Thought I heard the thunder rumbling in the sky;
It was Hitler over Europe, saying: "They must die";
We were in his mind, my dear, we were in his mind.


Saw a poodle in a jacket fastened with a pin,
Saw a door opened and a cat let in:
But they weren't German Jews, my dear, but they weren't
German Jews.

Went down to the harbour and stood upon the quay,
Saw the fish swimming as if they were free:
Only ten feet away, my dear, only ten feet away.

Walked through a wood, saw the birds in the trees;
They had no politicians and sang at their ease:
They weren't the human race, my dear, they weren't the
human race.

Dreamed I saw a building with a thousand floors,
A thousand windows and a thousand doors;
Not one of them was ours, my dear, not one of them was
ours.

Stood on a great plain in the falling snow;
Ten thousand soldiers marched to and fro:
Looking for you and me, my dear, looking for you and
me.

Auden: Refugee Blues
 
I am sure I watched a film this week with Annus Mirabilis in. It may have been "Election" with Matthew Broderick but I am not sure.
 
Book Ends (Tony Harrison)


I

Baked the day she suddenly dropped dead
we chew it slowly that last apple pie.

Shocked into sleeplessness you're scared of bed.
We never could talk much, and now don't try.

You're like book ends, the pair of you, she'd say,
Hog that grate, say nothing, sit, sleep, stare…

The 'scholar' me, you, worn out on poor pay,
only our silence made us seem a pair.

Not as good for staring in, blue gas,
too regular each bud, each yellow spike.

At night you need my company to pass
and she not here to tell us we're alike!

Your life's all shattered into smithereens.
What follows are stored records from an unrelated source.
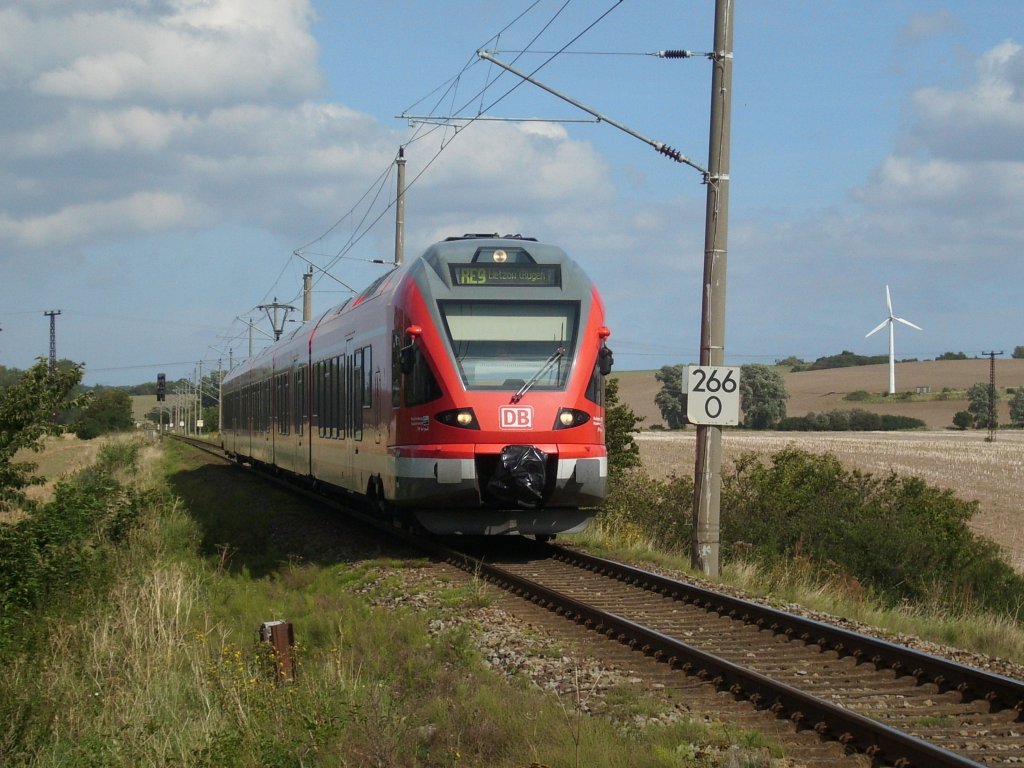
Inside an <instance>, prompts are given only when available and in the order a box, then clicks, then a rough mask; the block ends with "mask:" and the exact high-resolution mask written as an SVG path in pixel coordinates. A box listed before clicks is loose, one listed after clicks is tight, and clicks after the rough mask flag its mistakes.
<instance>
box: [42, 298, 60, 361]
mask: <svg viewBox="0 0 1024 768" xmlns="http://www.w3.org/2000/svg"><path fill="white" fill-rule="evenodd" d="M43 314H45V315H46V316H47V317H49V318H50V371H52V370H53V369H54V368H56V367H57V315H58V314H60V310H59V309H50V310H49V311H46V312H43Z"/></svg>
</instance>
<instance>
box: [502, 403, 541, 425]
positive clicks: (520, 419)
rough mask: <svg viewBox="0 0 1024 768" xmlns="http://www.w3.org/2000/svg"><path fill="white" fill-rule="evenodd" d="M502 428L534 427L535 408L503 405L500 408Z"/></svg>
mask: <svg viewBox="0 0 1024 768" xmlns="http://www.w3.org/2000/svg"><path fill="white" fill-rule="evenodd" d="M498 415H499V417H500V418H501V423H502V429H532V428H534V409H532V407H531V406H502V407H501V408H500V409H498Z"/></svg>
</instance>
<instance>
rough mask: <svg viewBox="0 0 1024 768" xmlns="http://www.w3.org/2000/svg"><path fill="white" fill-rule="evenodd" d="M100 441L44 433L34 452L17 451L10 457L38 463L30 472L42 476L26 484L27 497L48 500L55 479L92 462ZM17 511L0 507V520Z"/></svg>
mask: <svg viewBox="0 0 1024 768" xmlns="http://www.w3.org/2000/svg"><path fill="white" fill-rule="evenodd" d="M102 444H103V443H102V442H101V441H100V440H80V439H78V438H77V437H76V436H75V435H73V434H66V435H61V436H60V437H47V438H46V439H45V440H44V441H43V450H42V451H41V452H40V453H38V454H37V453H34V452H32V451H19V452H18V453H17V454H16V455H15V457H14V460H15V461H18V462H33V463H35V464H37V465H39V466H38V468H37V469H36V471H35V472H33V474H35V475H38V476H40V477H45V478H46V482H45V483H43V484H42V485H30V486H29V487H28V488H26V494H27V495H28V497H29V498H30V499H33V500H36V501H41V502H46V501H49V500H50V499H51V498H52V497H53V487H54V486H55V485H56V483H57V482H58V481H59V480H61V479H63V478H66V477H69V476H70V475H72V474H74V473H75V472H77V471H78V470H80V469H84V468H85V467H87V466H89V465H90V464H92V463H93V462H94V461H95V460H96V455H97V454H98V453H99V449H100V446H101V445H102ZM20 515H22V513H20V512H2V511H0V522H12V521H13V520H15V519H17V518H18V517H19V516H20Z"/></svg>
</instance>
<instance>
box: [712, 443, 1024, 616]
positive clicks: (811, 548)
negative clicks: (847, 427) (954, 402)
mask: <svg viewBox="0 0 1024 768" xmlns="http://www.w3.org/2000/svg"><path fill="white" fill-rule="evenodd" d="M722 509H723V510H726V509H727V510H728V514H723V516H722V544H723V552H724V553H725V554H727V555H728V554H731V553H732V552H734V551H741V552H742V553H743V554H744V556H746V557H753V558H754V559H756V560H759V561H762V562H764V563H766V564H769V565H772V564H779V563H782V562H785V561H787V560H790V559H792V558H794V557H801V556H802V557H808V558H811V559H812V560H813V561H815V562H816V563H818V565H819V566H820V567H821V568H822V569H825V570H830V571H834V570H835V569H836V568H837V567H838V568H840V569H841V570H842V571H844V572H846V573H848V574H850V575H851V577H853V578H855V579H857V580H858V581H859V582H861V583H862V584H863V585H865V586H867V587H868V588H869V589H871V590H873V591H874V592H877V593H878V594H879V595H880V596H881V597H882V599H883V600H885V601H887V602H889V603H891V604H896V603H899V602H901V601H910V602H931V603H935V602H939V603H941V604H942V605H943V606H944V607H946V608H949V609H963V608H967V607H973V608H982V609H989V610H996V611H1000V612H1012V611H1013V610H1014V609H1015V608H1016V607H1017V606H1016V603H1015V596H1017V595H1020V594H1024V577H1021V575H1020V574H1018V573H1016V572H1015V571H1014V570H1013V569H1012V568H1011V567H1010V565H1008V564H1007V563H1006V562H1005V561H1004V560H1002V559H1001V558H1000V556H999V552H998V548H997V546H996V545H995V544H993V543H991V542H988V541H986V540H982V539H979V538H977V537H975V535H974V534H973V532H972V531H971V529H970V527H969V526H968V523H969V521H970V519H971V517H972V516H973V515H974V514H975V513H976V512H977V502H966V501H963V500H961V499H957V498H956V497H955V496H954V495H953V494H952V492H950V490H946V489H940V488H936V487H932V486H929V485H928V484H926V483H925V481H924V480H922V479H920V478H918V477H900V476H897V475H896V474H895V473H893V474H890V475H888V476H886V477H876V476H873V475H871V474H864V473H861V472H858V471H849V470H846V469H845V468H844V467H843V466H842V465H841V464H840V462H839V460H838V459H837V458H836V457H834V456H831V455H828V454H825V455H816V454H810V453H807V452H804V451H800V450H798V449H796V447H790V449H785V450H783V451H781V452H779V453H777V454H775V455H774V456H772V457H771V460H770V462H767V463H766V462H765V461H764V460H762V459H761V458H760V457H758V456H757V455H755V454H748V455H744V456H743V457H742V458H740V459H739V460H738V461H737V462H736V466H735V470H734V472H733V473H731V474H728V475H726V476H725V477H724V478H723V488H722Z"/></svg>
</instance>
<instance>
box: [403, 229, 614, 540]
mask: <svg viewBox="0 0 1024 768" xmlns="http://www.w3.org/2000/svg"><path fill="white" fill-rule="evenodd" d="M471 246H472V248H471V249H469V250H468V253H467V248H465V247H463V248H461V249H456V251H455V252H454V253H447V254H435V258H434V260H433V262H431V260H430V259H429V258H428V259H425V260H426V262H427V265H429V266H431V267H432V268H431V269H424V270H423V272H422V273H421V274H419V275H416V280H415V281H414V285H413V286H412V287H411V290H410V291H409V292H408V295H407V299H408V300H407V302H406V304H404V309H406V312H403V314H404V313H408V315H409V316H408V317H404V316H399V317H398V318H397V321H398V323H396V327H397V328H401V327H404V328H406V330H407V333H406V334H404V336H403V337H402V338H401V340H400V342H396V347H397V348H398V350H399V354H398V355H397V359H396V360H395V362H396V365H397V366H398V370H399V371H400V372H401V375H402V377H403V381H402V395H403V399H402V402H401V404H402V408H401V409H399V410H398V411H397V422H398V423H397V424H396V436H397V438H398V439H397V440H396V443H395V445H394V447H393V449H392V457H393V461H394V480H395V486H394V488H393V489H390V488H389V490H393V496H392V497H391V498H393V499H394V500H395V502H396V504H398V505H399V506H410V507H415V509H416V516H417V518H418V519H419V521H420V522H421V523H422V524H423V525H424V526H425V527H426V528H428V529H429V530H432V531H434V532H440V534H479V535H494V534H505V532H519V534H538V535H544V536H550V535H555V534H560V532H572V531H575V530H580V529H582V528H583V527H585V526H586V525H587V524H588V523H589V521H590V520H591V519H592V517H593V514H594V509H595V508H596V507H597V505H598V504H599V503H600V502H601V500H602V499H603V497H604V492H605V482H606V476H607V454H606V451H605V447H604V409H603V382H602V376H603V375H604V374H606V373H607V372H608V371H609V370H610V351H609V350H608V349H607V347H606V346H605V339H606V338H607V335H608V333H607V330H606V329H605V328H604V327H603V325H602V324H603V306H602V304H601V301H600V298H599V296H598V295H597V292H596V291H595V290H594V289H593V286H592V285H591V284H590V282H589V280H587V279H586V276H585V275H584V274H583V272H582V270H580V269H579V267H578V266H575V264H574V263H572V262H571V261H570V260H568V259H567V257H565V255H564V254H563V253H562V252H561V251H560V250H559V249H552V248H550V247H544V246H539V245H534V244H526V245H524V246H522V247H519V246H510V245H509V244H494V243H480V244H475V243H471ZM527 249H532V250H534V251H535V253H537V255H538V256H539V257H540V258H537V259H536V260H535V258H534V256H532V254H530V253H529V252H527ZM499 251H500V252H504V254H505V256H504V259H505V260H504V261H502V262H500V263H501V265H502V268H503V269H504V271H503V274H504V275H509V274H511V275H513V276H512V278H508V276H503V278H501V279H499V280H498V281H497V285H496V284H493V283H492V284H488V283H487V281H490V280H492V279H493V278H494V275H496V274H498V270H497V268H495V267H492V266H489V265H490V264H494V263H496V262H494V261H489V260H485V259H492V258H493V257H494V254H495V252H499ZM429 255H430V252H429V251H428V256H429ZM543 257H546V258H543ZM510 259H512V260H511V263H510ZM542 259H543V260H542ZM466 264H469V265H474V264H476V265H479V266H472V267H469V268H471V269H474V270H476V271H471V272H468V273H466V272H464V271H463V270H462V267H463V266H464V265H466ZM510 267H511V271H510ZM516 274H518V275H519V276H518V278H515V276H514V275H516ZM464 275H465V276H464ZM538 275H540V276H538ZM445 278H446V280H445ZM470 281H482V283H471V282H470ZM530 281H535V282H536V283H531V282H530ZM522 283H525V284H526V285H521V284H522ZM537 283H539V284H540V285H537ZM417 318H425V319H426V321H429V322H422V325H420V324H417V323H415V321H416V319H417ZM406 323H408V325H404V326H403V325H402V324H406ZM389 496H391V494H389Z"/></svg>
Back in our silences and sullen looks,
for all the Scotch we drink, what's still between 's
not the thirty or so years, but books, books, books.

II

The stone's too full. The wording must be terse.
There's scarcely room to carve the FLORENCE on it--

Come on, it's not as if we're wanting verse.
It's not as if we're wanting a whole sonnet!

After tumblers of neat Johnny Walker
(I think that both of us we're on our third)
you said you'd always been a clumsy talker
and couldn't find another, shorter word
for 'beloved' or for 'wife' in the inscription,
but not too clumsy that you can't still cut:

You're supposed to be the bright boy at description
and you can't tell them what the **** to put!

I've got to find the right words on my own.

I've got the envelope that he'd been scrawling,
mis-spelt, mawkish, stylistically appalling
but I can't squeeze more love into their stone.